A vertical girdle fabric in the NorthGRIP deep ice core, North Greenland 

Annals of Glaciology, 35, p. 515-520, 2002 

Y. Wang, J. Kipfstuhl, H. Miller
Department of Geophysics/Glaciology, Alfred Wegener Institute for Polar and Marine Research, P.O. Box 120161, D-27515 Bremerhaven, Germany.
T. Thorsteinsson
Department of Geophysics, Science Institute, University of Iceland, Dunhaga 3, IS-107 Reykjavik, Iceland.
D. Dahl-Jensen
Geofysisk Afdeling, Niels Bohr Instituttet for Astronomi, Fysik og Geofysik, Københavns Universitet
H. Shoji
New Energy Resources Research Center, Kitami Institute of Technology, 165 Koen-cho, Kitami 090-8507, Japan.

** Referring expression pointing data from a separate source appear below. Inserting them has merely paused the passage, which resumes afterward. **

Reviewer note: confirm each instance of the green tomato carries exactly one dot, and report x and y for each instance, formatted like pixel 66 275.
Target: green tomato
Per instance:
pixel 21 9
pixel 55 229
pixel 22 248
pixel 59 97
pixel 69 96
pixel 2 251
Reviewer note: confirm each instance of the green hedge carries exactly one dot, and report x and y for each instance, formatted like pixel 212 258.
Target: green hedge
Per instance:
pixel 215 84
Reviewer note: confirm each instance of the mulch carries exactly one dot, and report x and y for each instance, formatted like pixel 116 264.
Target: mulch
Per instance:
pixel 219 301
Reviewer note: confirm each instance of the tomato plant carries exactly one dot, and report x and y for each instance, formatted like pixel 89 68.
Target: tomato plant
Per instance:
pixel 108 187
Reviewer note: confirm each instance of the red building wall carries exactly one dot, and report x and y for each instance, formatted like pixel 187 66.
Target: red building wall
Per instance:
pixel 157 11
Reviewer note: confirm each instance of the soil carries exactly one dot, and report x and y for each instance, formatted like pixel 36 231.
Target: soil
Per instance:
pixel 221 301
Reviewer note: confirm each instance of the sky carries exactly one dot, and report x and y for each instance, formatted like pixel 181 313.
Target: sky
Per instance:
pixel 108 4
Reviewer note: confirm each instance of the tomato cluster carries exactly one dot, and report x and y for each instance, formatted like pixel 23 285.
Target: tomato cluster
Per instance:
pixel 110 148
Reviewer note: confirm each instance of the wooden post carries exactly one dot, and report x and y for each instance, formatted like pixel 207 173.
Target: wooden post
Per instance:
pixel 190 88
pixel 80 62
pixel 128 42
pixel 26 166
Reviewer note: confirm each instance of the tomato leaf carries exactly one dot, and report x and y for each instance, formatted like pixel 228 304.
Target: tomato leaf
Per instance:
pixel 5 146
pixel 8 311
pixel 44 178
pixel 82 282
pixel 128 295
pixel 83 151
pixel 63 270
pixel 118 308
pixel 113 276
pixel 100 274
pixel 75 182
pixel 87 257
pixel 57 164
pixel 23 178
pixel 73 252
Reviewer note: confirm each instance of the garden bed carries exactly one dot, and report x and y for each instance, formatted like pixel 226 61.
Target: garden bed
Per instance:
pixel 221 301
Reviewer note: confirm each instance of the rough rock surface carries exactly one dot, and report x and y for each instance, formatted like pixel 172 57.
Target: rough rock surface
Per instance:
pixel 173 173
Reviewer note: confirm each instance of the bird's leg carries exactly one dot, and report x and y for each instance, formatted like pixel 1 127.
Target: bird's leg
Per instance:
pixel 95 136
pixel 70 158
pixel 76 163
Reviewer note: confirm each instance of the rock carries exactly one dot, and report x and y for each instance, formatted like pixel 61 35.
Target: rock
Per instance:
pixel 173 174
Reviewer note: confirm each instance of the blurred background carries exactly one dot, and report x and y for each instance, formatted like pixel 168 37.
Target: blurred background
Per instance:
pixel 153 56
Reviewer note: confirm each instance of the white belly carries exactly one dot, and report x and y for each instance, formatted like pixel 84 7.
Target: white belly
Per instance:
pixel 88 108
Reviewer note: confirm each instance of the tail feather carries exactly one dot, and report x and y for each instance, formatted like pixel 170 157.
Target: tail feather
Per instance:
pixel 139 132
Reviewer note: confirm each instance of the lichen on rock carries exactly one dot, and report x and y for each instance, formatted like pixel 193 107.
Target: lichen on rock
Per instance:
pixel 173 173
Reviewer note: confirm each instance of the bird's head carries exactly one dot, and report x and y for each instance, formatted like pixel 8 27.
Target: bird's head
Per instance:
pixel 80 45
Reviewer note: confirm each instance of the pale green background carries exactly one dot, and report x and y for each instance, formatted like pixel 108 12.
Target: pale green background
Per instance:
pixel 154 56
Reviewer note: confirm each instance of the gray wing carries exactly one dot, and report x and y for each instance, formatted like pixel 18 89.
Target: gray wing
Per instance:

A high-resolution study of c-axis fabrics has been performed on the NorthGRIP deep ice core from North Greenland. A newly developed automatic ice-fabric analyzer has been used to measure c-axis orientations on vertical thin sections at 142 different depths between 100 and 2920 m in the core. Detailed comparison studies show that this new method produces results that are in full accordance with those obtained from conventional manual measurements. Fabric development in ice of the NorthGRIP core can be explained by rotation of c axes, controlled by the prevailing stress systems. In the upper 800 m the c axes appear to distribute uniformly, but in the depth interval 900-2500 m they tend to cluster around a vertical plane. This vertical girdle pattern is strengthened with depth, forming the first clear evidence of this fabric type in a Greenland deep ice core. Such fabric development has previously been observed in the Vostok ice core from East Antarctica, where converging flow is believed to occur. The most likely interpretation of the NorthGRIP girdle fabric is that the c axes are rotating away from a horizontal-tension axis across the main ice divide, which runs north-northwest-south-southeast through the NorthGRIP drilling site. This is supported by information available from surface velocity measurements. Within the girdle fabric, increased concentration of c axes parallel to the core axis is observed with increasing depth, indicating combined effects of vertical compression and horizontal tension on the fabric development. From about 2500 m depth, the girdle-type fabric starts to give way to a strong vertical single-maximum fabric, which persists to 2920 m depth, where drilling was terminated 150 m above bedrock in the year 2000. The single maximum seems to suggest that bed-parallel simple shear is exerting a strong influence on the fabric in the lowest part of the ice sheet down to 2920 m.